Kolejne dwie partie i kolejne dwie przegrane.
Wciąż niestety nie zmieniło się moje zdanie o grze
Kolejne przemyślenia/doświadczenia:
1) Jeśli grasz z graczem który ma już jakieś doświadczenia z planszówkami to nie ma możliwości wygrać militarnie lub naukowo. Wystarczy jeden rzut oka na stół i widzisz że ktoś zbiera zielone lub czerwone karty. Żeby mu przeszkodzić wystarczy kupić/odrzucić w najbliższych możliwościach dwie takie karty i już cała strategia pada. Można tak wygrać jedynie z osobą, która nie zwraca uwagi na to co robi przeciwnik.
2) Bez rozwiniętej ekonomii w pierwszej Epoce nie ma szans w dalszej grze. Niestety w obu grach losowość odkrywania kart zdecydowała o mojej przegranej. Zmuszony byłem odkryć zakryte karty tylko po to żeby przeciwnik zabierał za darmo (lub 1 złota) jedyne karty produkcyjne. Wydaje mi się, że autorzy nie przewidzieli takiej możliwości i nie ma jak temu przeciwdziałać.
Póki co jedyna dobra droga do wygranej, która bez trudu pozwala wygrać (4 gry z rzędu dzięki niej wygrała ze mną moja żona) to:
Doprowadzić w pierwszej Epoce do stanu gdzie masz większość kart produkcyjnych, ewentualnie za pomocą cudu zniszczyć przeciwnikowi jedną brązową lub szarą kartę żeby brakowało mu jakiegoś produktu. Nie zawracasz sobie głowy innymi rodzajami kart póki co. W drugiej epoce powoli stać cię już na wszystko ale wciąż bierzesz produkcję która się pojawia (przeciwnik ma już wielki problem z zakupem czegokolwiek). W III Epoce stać cię na wszystko co się pojawia i wtedy robisz sobie spokojnie punkty.
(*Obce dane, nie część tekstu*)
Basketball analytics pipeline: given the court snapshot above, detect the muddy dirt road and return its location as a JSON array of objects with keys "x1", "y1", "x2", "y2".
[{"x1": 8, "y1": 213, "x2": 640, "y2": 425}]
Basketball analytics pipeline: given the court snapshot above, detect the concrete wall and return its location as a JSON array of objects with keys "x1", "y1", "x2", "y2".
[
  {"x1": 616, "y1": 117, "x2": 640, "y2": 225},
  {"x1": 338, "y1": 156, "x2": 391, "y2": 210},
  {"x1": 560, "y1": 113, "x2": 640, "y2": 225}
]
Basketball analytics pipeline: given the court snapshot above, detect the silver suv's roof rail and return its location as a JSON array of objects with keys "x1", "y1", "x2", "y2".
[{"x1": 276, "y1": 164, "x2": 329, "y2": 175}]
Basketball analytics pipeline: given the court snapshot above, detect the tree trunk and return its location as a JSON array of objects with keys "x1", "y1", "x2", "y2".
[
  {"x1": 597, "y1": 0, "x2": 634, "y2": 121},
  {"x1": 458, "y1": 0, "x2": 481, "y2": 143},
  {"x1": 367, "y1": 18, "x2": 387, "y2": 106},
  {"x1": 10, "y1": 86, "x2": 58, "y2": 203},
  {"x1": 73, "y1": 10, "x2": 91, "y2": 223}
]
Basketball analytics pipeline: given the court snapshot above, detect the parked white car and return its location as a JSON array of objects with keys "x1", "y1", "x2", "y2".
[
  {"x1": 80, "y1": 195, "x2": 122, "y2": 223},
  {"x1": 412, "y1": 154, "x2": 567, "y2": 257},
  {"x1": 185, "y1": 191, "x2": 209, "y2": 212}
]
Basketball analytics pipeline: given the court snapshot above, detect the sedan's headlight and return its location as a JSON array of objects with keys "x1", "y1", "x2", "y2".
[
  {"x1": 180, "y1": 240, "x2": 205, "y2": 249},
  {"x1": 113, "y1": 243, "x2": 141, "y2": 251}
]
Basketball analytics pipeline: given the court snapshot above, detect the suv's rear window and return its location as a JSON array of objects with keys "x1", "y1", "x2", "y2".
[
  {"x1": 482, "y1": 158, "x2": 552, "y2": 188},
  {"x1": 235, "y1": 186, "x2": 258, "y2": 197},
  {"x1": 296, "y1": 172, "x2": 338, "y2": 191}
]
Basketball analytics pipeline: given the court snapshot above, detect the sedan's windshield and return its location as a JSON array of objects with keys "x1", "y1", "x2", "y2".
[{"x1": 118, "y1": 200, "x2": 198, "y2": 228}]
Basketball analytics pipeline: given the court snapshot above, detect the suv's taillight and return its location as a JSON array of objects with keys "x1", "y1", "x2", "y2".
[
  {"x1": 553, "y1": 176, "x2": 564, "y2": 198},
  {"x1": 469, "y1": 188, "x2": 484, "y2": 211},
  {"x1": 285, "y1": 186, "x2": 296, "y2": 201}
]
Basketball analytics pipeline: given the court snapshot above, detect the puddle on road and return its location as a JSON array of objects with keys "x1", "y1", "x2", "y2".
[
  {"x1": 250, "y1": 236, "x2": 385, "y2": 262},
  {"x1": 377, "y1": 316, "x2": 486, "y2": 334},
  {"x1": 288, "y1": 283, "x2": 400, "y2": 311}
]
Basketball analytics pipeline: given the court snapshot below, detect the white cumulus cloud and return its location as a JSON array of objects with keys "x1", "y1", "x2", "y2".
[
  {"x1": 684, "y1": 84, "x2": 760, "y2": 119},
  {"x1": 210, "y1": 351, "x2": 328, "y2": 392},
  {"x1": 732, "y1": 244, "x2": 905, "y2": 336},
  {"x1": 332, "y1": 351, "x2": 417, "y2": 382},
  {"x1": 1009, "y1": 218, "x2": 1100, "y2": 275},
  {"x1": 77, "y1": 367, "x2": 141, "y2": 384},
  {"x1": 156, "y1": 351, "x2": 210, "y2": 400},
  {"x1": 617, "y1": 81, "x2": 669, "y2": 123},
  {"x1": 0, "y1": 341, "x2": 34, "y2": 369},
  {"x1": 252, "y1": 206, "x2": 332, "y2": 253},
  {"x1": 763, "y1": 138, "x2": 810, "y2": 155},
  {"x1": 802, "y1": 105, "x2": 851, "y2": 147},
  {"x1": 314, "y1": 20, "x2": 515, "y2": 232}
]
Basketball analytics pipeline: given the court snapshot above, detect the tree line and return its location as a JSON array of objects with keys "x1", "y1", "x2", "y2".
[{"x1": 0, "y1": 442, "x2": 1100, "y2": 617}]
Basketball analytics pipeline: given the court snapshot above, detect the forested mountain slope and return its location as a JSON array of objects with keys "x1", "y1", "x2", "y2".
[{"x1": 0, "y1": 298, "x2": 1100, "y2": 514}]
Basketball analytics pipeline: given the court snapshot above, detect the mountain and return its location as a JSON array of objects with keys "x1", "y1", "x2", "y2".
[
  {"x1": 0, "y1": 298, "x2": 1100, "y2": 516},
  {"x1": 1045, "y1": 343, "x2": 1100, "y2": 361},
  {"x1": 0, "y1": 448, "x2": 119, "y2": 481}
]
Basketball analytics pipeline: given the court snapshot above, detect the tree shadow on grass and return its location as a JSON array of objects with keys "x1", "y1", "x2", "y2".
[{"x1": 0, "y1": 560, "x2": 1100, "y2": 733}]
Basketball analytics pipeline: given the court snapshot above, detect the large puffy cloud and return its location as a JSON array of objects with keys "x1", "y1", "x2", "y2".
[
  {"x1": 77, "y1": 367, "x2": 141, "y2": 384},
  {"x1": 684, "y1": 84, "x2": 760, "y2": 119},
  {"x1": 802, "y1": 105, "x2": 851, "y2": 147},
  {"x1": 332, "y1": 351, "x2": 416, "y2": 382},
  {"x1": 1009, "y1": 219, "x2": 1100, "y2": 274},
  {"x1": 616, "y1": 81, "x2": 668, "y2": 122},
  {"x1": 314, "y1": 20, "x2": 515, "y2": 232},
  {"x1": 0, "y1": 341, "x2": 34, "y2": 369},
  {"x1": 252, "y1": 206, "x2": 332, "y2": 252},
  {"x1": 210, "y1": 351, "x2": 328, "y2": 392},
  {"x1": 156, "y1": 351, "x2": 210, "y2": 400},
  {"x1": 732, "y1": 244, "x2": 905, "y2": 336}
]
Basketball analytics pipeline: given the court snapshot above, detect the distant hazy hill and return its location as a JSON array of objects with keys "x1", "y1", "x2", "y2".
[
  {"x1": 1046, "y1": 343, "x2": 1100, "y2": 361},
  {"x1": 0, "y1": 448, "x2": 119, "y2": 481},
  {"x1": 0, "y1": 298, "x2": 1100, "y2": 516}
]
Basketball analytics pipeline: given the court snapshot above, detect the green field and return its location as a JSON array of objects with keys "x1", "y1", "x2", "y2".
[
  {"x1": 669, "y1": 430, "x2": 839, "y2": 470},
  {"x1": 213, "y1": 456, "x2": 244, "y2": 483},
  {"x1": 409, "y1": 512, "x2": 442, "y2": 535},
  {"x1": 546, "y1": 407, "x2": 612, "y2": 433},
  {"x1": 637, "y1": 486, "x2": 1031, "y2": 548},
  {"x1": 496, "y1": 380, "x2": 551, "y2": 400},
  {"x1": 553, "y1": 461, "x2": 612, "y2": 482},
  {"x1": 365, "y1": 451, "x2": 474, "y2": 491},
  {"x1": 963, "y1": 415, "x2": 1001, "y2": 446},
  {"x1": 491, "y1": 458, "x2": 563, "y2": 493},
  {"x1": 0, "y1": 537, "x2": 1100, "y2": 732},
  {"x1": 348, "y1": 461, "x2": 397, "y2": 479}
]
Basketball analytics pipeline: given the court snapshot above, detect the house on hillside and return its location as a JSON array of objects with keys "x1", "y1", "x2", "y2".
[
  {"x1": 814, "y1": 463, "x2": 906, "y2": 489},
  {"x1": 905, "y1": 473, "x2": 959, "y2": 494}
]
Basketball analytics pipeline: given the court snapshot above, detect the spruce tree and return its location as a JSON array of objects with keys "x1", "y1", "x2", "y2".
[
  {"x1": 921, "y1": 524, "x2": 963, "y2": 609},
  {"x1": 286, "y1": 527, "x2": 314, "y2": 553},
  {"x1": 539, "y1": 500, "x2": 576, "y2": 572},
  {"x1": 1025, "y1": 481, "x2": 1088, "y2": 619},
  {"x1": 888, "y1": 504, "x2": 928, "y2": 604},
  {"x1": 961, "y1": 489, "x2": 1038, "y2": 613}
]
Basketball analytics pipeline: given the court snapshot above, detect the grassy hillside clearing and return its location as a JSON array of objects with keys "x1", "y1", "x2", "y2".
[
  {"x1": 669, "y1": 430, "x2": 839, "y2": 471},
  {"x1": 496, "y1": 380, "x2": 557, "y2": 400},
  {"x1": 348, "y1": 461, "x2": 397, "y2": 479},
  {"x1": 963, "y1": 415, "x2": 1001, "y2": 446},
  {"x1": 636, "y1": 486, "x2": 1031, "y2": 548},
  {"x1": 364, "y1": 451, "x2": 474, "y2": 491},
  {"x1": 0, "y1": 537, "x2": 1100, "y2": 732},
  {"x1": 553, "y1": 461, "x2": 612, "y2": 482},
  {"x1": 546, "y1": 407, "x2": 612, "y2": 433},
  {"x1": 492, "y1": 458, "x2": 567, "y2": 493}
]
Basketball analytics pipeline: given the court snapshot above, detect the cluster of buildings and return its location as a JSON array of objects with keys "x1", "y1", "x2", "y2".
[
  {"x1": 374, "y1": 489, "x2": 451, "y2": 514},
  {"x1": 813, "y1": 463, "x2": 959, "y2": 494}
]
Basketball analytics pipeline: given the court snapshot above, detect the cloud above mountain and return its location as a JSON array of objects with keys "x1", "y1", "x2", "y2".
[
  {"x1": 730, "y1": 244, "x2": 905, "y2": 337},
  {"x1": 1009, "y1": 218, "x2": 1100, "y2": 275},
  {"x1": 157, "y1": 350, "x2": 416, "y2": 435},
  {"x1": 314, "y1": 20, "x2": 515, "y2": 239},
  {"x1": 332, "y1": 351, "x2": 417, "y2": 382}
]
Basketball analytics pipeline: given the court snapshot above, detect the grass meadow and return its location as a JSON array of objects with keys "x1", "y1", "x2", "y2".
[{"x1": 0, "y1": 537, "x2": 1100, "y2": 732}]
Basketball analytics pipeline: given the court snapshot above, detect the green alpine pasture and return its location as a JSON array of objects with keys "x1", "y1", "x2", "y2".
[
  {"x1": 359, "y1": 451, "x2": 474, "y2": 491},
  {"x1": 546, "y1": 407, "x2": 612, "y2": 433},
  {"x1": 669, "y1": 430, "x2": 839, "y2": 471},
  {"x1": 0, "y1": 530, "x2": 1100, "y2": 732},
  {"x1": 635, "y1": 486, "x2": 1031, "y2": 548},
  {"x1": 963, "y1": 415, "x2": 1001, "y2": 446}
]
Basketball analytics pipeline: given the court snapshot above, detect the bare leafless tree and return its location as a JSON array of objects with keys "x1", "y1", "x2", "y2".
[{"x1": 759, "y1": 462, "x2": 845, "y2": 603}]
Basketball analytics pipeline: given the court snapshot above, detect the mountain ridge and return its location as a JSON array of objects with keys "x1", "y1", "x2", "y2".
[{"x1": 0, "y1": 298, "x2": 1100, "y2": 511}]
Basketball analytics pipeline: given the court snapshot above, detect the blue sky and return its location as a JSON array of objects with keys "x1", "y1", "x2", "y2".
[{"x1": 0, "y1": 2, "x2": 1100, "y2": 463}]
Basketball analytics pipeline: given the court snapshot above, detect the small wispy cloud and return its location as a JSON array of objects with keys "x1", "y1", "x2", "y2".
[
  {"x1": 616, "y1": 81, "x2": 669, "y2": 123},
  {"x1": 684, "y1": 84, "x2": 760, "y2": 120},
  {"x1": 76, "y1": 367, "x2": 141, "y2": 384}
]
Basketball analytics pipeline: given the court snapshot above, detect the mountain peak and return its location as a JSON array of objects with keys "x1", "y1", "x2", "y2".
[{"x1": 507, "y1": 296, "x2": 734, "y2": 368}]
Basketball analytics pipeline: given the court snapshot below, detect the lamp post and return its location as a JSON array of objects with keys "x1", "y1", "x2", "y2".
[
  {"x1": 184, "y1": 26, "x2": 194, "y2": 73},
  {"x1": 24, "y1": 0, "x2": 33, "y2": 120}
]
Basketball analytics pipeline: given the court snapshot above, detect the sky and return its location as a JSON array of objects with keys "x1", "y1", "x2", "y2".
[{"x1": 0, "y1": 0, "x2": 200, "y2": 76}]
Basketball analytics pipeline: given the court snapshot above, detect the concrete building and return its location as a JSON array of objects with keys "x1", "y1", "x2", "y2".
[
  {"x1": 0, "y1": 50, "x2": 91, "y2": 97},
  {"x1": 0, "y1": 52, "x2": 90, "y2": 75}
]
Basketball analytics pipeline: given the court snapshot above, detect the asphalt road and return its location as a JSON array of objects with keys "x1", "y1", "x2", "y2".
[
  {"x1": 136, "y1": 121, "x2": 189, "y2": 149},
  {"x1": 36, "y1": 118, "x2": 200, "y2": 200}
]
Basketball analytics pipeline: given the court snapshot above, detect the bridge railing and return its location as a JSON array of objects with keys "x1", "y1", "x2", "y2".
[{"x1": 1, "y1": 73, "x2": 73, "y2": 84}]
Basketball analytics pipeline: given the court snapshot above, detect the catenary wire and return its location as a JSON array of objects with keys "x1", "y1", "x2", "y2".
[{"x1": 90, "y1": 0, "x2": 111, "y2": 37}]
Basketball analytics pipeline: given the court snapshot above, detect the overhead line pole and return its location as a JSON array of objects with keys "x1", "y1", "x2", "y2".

Taka strategia pozwala Ci kończyć grę z wynikiem - średnia z naszych czterech gier - około 20 punktów więcej niż przeciwnik.
Na razie póki co nie polecił bym tej gry innym (choć moja żona bardzo ją polubiła). Coś w niej jest takiego, że mimo własnych starań i prób stworzenia strategii, nie jesteś w stanie przeciwdziałać pechowemu rozłożeniu kart na stole....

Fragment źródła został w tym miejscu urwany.